The International Marine Mammal Project (IMMP) is a non profit organization working to protect dolphins, whales, and the ocean ecosystem. Their work is nothing short of phenomenal: they pioneered the “Dolphin Safe” tuna fishing standard that helps stop the intentional chasing and netting of dolphins. And remember Keiko the orca, made famous in the film Free Willy? IMPP directed Keiko’s historic rescue and release. They’re fighting to end the tragic slaughter of dolphins in Taiji, Japan, as featured in the Academy Award–winning movie The Cove. Just as important is their work to stop all trade in live dolphins and end the captivity of whales and dolphins for circus and aquarium performances.

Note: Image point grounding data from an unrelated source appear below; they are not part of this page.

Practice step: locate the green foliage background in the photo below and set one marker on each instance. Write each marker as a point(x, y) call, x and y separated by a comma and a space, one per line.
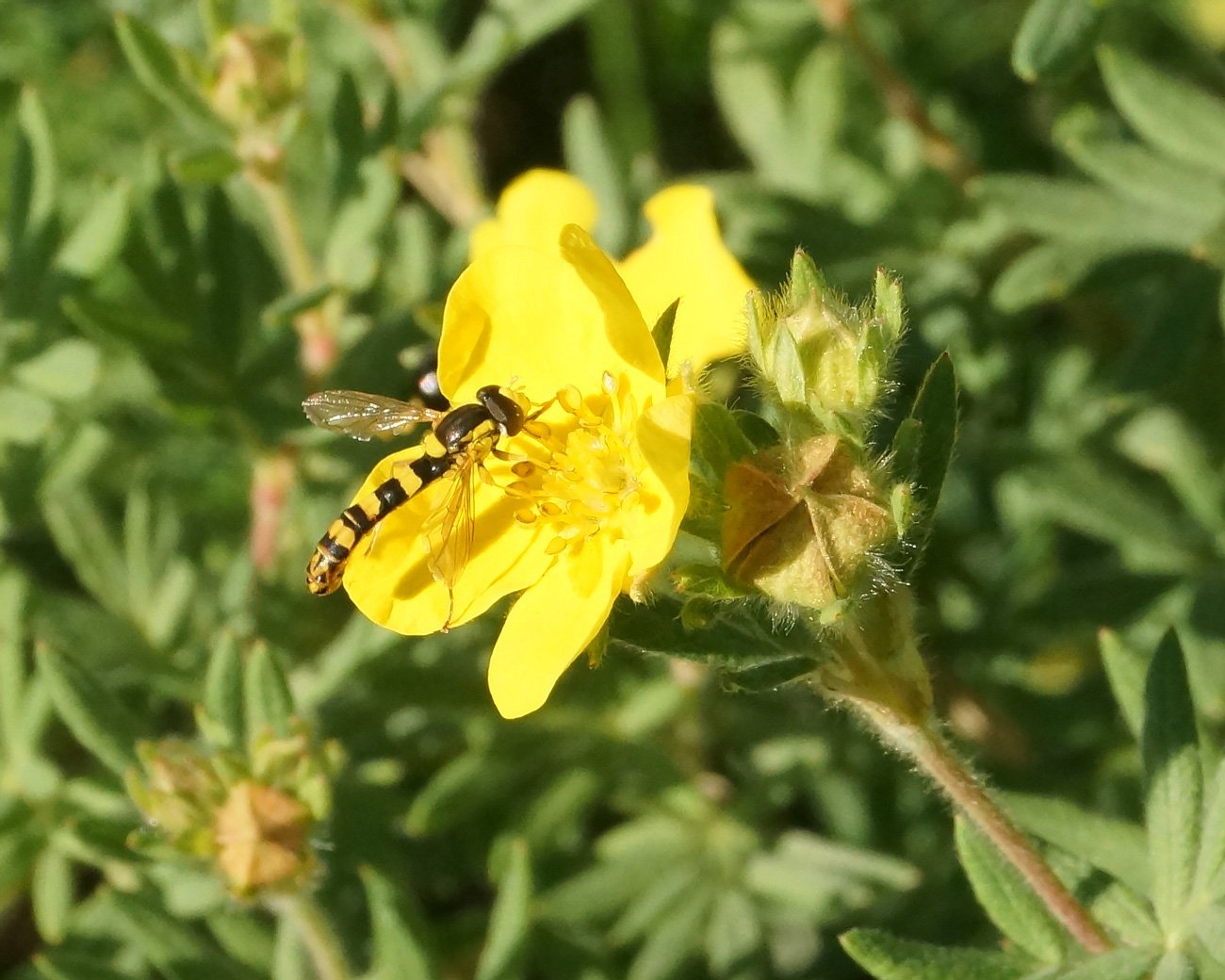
point(1048, 179)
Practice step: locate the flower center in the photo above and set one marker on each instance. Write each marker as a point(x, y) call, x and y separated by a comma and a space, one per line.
point(583, 468)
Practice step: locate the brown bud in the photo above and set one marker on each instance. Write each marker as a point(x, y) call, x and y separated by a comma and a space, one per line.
point(261, 834)
point(803, 522)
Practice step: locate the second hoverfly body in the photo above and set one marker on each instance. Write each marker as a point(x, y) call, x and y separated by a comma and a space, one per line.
point(456, 448)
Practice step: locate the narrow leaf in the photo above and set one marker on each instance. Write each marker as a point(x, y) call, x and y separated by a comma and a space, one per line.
point(511, 919)
point(397, 955)
point(1113, 845)
point(223, 686)
point(266, 694)
point(1007, 898)
point(932, 436)
point(90, 711)
point(50, 894)
point(1177, 118)
point(1175, 782)
point(1054, 37)
point(890, 958)
point(155, 65)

In October 2020, Aria Luna won first place in the Youth category in the IMMP x Klean Kanteen Orca Art Challenge. The prizes included a Klean Kanteen water bottle and a tote bag. Aria Luna and her mama felt they already had plenty of things, and thought of a better way to pay it forward: to embellish the bottle and tote and sell them, with the proceeds going straight back to IMMP. This project is now in production.
In December 2020, the Adventure Travel Conservation Fund was introduced to Aria Luna with the idea of a collaboration to help them raise funds for a number of ecotourism projects throughout the world that were in trouble of shutting down as a result of the COVID-19 pandemic. The very real danger was that the people who normally make their living via sustainable tourism, would be forced to go back to extractive activities like mining or logging to survive.

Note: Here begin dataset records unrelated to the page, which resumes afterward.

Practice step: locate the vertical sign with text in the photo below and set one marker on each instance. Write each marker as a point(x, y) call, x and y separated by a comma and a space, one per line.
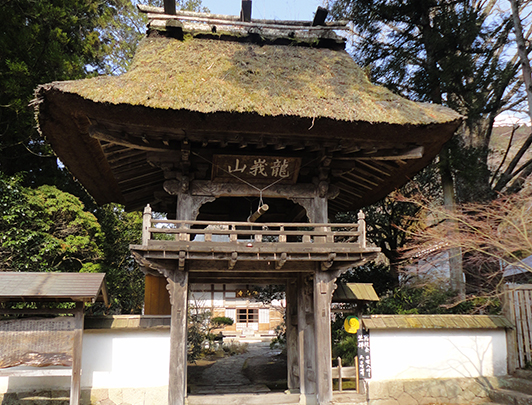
point(364, 359)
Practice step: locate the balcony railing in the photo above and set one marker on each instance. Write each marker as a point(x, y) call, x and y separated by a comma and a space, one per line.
point(251, 241)
point(247, 233)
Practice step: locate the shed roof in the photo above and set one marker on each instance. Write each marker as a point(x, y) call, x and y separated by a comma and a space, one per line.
point(62, 287)
point(352, 292)
point(436, 322)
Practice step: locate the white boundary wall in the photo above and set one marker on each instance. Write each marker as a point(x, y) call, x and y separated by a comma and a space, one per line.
point(437, 353)
point(129, 358)
point(134, 358)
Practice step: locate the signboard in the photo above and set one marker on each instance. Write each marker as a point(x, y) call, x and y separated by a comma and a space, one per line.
point(37, 342)
point(255, 169)
point(364, 360)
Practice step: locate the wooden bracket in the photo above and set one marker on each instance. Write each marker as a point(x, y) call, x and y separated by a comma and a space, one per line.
point(182, 256)
point(281, 261)
point(232, 262)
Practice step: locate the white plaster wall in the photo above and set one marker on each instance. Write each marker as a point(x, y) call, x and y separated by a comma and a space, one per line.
point(127, 358)
point(130, 358)
point(418, 354)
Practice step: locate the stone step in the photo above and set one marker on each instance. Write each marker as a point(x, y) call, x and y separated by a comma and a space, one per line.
point(516, 384)
point(274, 398)
point(510, 397)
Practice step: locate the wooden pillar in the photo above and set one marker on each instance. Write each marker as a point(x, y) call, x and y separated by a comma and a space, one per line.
point(75, 382)
point(178, 288)
point(292, 351)
point(323, 288)
point(306, 340)
point(323, 284)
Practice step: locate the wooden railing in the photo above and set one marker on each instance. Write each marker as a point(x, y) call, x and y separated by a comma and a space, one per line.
point(253, 233)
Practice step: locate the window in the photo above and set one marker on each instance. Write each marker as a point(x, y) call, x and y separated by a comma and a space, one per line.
point(247, 315)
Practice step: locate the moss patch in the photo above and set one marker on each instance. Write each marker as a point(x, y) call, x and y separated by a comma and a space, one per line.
point(208, 75)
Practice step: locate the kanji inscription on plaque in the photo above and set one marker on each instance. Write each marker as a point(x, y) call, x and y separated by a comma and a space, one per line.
point(256, 169)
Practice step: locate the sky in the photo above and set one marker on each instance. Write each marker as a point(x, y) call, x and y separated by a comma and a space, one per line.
point(267, 9)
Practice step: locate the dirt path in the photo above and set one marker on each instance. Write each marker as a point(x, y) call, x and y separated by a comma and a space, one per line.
point(258, 370)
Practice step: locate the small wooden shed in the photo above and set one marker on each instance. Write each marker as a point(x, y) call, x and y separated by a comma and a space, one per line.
point(45, 341)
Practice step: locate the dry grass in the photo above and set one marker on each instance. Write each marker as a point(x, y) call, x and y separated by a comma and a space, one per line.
point(209, 75)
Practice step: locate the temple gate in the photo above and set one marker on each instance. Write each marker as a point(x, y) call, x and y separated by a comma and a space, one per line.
point(250, 135)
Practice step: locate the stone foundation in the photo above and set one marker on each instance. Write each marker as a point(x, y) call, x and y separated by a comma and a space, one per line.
point(100, 396)
point(433, 391)
point(392, 392)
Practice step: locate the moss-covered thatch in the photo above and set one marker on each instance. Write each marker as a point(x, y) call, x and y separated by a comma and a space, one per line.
point(207, 75)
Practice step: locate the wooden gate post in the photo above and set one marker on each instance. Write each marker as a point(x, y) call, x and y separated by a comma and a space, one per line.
point(306, 340)
point(323, 288)
point(178, 288)
point(292, 351)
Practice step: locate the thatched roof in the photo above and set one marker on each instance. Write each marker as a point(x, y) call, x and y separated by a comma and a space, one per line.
point(219, 93)
point(211, 76)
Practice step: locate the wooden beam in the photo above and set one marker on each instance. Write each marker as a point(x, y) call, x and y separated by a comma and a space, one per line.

Aria Luna donated several of her fine art prints and greeting cards as thank-you gifts, and by January 2021, her art helped raise over $2600 for the campaign.
The ongoing plight of the immigrant families from Latin America has impacted Aria Luna not just as a child but also as a young Latina. To express her outrage, she painted Exodus, a heart-wrenching metaphor of the Scylla-and-Charybdis situation many refugee children and their families find themselves in: escape the inhumane conditions of the detention centers only to face the swirling currents of trauma and uncertainty that are likely to take years to resolve.

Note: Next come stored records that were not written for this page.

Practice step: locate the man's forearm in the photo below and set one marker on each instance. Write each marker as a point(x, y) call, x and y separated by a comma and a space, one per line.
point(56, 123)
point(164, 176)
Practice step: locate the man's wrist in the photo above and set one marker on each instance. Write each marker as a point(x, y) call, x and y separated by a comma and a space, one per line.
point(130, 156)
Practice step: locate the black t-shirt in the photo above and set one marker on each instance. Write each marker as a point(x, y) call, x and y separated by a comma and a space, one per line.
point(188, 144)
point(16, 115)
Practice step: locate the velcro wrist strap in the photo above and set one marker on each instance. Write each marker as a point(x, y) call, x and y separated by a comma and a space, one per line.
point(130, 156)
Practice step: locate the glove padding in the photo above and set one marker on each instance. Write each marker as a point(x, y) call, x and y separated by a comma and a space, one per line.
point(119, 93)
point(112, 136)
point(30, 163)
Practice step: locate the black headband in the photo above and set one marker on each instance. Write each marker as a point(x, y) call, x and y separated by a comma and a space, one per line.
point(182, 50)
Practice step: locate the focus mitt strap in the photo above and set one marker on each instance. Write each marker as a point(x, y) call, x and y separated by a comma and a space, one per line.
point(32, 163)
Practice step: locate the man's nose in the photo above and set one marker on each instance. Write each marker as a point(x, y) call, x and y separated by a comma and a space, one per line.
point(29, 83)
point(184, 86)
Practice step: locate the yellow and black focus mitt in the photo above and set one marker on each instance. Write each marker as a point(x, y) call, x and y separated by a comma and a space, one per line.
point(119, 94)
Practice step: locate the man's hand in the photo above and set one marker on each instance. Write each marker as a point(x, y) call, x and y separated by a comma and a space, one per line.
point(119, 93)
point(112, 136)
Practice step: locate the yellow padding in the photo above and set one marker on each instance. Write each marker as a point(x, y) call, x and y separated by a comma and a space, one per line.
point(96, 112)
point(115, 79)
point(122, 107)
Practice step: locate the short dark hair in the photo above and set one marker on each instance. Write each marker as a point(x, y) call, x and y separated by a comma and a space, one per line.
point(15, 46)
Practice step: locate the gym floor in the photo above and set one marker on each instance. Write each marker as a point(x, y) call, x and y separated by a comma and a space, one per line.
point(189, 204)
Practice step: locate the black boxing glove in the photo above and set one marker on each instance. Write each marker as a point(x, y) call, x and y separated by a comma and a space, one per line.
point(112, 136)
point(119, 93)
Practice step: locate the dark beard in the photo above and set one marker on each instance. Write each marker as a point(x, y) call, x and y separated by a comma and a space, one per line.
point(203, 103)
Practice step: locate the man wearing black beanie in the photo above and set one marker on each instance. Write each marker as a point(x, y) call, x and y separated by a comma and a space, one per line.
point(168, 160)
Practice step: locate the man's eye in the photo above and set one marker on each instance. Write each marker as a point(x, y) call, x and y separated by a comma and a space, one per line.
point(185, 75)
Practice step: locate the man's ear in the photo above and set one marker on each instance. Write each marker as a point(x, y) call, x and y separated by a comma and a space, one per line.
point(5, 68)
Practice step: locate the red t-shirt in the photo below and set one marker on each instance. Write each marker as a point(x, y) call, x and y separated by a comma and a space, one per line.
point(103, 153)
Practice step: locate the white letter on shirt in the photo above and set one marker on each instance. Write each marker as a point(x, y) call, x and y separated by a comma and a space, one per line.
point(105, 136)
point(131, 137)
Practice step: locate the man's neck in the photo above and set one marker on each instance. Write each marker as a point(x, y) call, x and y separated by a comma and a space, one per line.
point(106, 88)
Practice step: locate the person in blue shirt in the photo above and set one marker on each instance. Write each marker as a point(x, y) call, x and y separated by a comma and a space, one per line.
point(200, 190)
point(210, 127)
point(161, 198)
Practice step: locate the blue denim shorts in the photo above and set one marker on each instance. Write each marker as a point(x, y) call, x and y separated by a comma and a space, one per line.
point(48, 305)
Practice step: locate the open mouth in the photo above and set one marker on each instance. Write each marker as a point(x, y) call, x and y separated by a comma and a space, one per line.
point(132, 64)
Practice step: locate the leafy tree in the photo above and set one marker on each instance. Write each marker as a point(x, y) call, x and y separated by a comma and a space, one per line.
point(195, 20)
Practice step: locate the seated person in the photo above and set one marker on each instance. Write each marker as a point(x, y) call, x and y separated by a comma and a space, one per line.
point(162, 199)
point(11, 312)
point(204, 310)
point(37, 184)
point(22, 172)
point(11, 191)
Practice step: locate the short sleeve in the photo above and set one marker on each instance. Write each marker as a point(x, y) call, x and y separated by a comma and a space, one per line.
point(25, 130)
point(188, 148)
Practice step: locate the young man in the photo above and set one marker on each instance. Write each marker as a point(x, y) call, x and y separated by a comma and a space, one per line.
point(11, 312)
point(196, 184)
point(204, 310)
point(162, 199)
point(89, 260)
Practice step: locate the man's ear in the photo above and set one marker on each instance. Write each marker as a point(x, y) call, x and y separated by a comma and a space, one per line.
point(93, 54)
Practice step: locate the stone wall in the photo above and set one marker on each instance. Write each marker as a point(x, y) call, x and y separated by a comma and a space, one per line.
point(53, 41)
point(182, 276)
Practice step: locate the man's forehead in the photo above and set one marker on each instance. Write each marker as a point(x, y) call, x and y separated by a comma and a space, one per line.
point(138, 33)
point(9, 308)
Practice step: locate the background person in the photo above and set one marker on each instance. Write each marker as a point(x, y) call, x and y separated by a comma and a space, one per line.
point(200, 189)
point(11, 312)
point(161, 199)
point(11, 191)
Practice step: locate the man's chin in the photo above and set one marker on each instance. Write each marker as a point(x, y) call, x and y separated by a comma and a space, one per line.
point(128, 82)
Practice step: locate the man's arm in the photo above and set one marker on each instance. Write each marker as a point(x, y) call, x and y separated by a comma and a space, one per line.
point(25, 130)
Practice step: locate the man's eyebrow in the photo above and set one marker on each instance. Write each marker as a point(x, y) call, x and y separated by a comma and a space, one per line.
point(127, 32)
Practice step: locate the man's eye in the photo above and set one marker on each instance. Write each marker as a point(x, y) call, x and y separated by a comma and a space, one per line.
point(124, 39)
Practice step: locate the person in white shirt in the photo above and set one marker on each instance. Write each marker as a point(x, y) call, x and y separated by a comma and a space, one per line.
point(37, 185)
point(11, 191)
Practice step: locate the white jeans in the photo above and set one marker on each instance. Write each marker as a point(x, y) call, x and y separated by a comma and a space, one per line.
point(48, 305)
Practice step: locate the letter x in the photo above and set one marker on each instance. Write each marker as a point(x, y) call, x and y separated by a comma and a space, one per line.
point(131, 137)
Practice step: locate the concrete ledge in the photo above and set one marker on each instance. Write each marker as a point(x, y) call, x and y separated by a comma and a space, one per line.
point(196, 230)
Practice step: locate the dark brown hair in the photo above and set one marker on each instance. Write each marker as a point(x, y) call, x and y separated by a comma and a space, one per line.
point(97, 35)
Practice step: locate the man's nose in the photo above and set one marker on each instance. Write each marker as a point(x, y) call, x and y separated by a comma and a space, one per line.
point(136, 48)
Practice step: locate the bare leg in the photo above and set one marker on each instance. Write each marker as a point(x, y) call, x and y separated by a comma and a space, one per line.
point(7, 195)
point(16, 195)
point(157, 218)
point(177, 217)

We are raising funds to support the organizations working night and day, on the ground, to a.) reunite the immigrant families separated from their children and b.) provide them with the resources and care they need to lead healthy and happy lives. Limited Edition prints of Exodus are now on sale—100% of net proceeds support organizations like Families Belong Together, RAICES, Al Otro Lado, and others.
In the fall of 2017, wildfires raged in northern California. Around the same time, Aria Luna was invited to participate in her first public art exhibit at the Cubberley Community Center. She created a modular mural depicting an epic dragon battle and called it Dragon Storm. Sales of Aria Luna’s greeting cards at the event—including characters from Dragon Storm—helped raise funds for Latino communities in the Santa Rosa area impacted by the fires, and were donated to the Latino Community Foundation.
In the spring of 2018, Aria Luna donated a signed poster of Fynn the Sea Dragon to the Huntington Arts Council in New York for their 55th Anniversary gala event silent auction, to raise funds for their art programs.
Aria Luna’s very first donation was a gift of 20 posters of Fynn the Sea Dragon to the 1st international March for the Ocean in Washington, DC, organized by David Helvarg and the Blue Frontier Campaign on June 9, 2018. A deeply meaningful gesture, as Fynn is one of the Guardians of the Sea in Aria Luna’s story about Bogo Mogo the plastic monster.